You see? Not cleverness or physical strength or military knowledge, but just character.
Of course, there are disappointments. Young Tom Travers, after six months in a training camp in Kansas, was shifted to a company here. He came fresh from gas and bomb practice, confidently expecting to teach a squad himself. He was put in charge of the laundry account. I think of this boy and I think of Jack, captain of an ambulance company and mired in military detail when his soul craves surgery. I know each will find his level soon. You can’t keep good men back when opportunity beckons. But think of this tremendous organization! How could it come out perfect, its first struggling year, and fit each man into the place where he can do his one best work?
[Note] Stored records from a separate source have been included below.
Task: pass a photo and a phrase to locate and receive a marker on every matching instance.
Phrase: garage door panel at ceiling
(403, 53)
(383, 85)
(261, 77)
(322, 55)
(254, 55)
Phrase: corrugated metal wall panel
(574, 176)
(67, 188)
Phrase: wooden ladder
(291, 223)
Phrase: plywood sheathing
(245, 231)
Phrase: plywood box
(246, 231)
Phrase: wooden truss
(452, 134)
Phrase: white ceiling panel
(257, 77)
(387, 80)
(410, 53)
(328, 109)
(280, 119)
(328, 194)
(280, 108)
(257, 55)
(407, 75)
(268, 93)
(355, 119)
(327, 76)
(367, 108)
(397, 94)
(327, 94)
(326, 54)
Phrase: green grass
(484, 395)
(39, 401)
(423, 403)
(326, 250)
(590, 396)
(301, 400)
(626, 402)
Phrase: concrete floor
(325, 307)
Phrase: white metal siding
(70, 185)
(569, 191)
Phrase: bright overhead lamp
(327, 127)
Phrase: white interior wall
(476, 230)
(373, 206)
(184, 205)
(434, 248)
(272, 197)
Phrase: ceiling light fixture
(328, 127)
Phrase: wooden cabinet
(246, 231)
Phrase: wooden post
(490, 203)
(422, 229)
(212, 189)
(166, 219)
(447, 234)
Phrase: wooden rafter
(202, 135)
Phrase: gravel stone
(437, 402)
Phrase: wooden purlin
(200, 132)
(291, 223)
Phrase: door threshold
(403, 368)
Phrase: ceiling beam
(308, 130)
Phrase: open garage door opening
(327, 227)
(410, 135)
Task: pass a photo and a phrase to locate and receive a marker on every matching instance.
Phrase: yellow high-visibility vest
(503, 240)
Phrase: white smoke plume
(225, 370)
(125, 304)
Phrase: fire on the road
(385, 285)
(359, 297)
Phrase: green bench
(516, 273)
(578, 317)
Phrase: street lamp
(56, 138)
We are very proud of our ambulance companies, chiefly, I think, because they have such pride in themselves. An inspecting colonel who is making the rounds of the cantonments saw them at drill. ‘Well,’ he said, ‘I’ve seen them all, and there’s only one other ambulance unit that can touch yours, and that’s the one at C—.'
You can guess that the men all heard it before the day was over. On the ground, at one side of the entrance to their barracks, is a great spread eagle, with the medical reserve insignia painted in color upon him, all done in cement. On the other side of the doorway the company number is emblazoned. It’s not the artistic ensemble, but the thought and care with which the work is done, that touches you.
There’s a marching song these Western boys are fond of, with this touching refrain: —
Good-bye, mule, with yer old he-haw!
I may not know what the war’s about,
But you bet, by gosh, I’ll soon find out.
And, oh, my sweetheart, don’t you fear,
I ’ll bring you a king for a souvenir;
I’ll get a Turk and a Kaiser too,
And that’s about all one feller can do.
Saturday, November 10.
Sometimes I have moments of depression — only moments, my dear. They don’t come because of cleaning and cooking and washing and ironing. That is all part of the game — a game to learn, if I don’t know it well enough already. No! They come with the thought of France, and the vision of what Jack must see and do there. I have sometimes been so glad he is a doctor and not in the fighting line, because it is surely better to heal than to kill — even for one’s country; and yet he sees the grimmest, most terrible part of it all. He misses the fierce excitement of the attack, but gets all its tragic aftermath.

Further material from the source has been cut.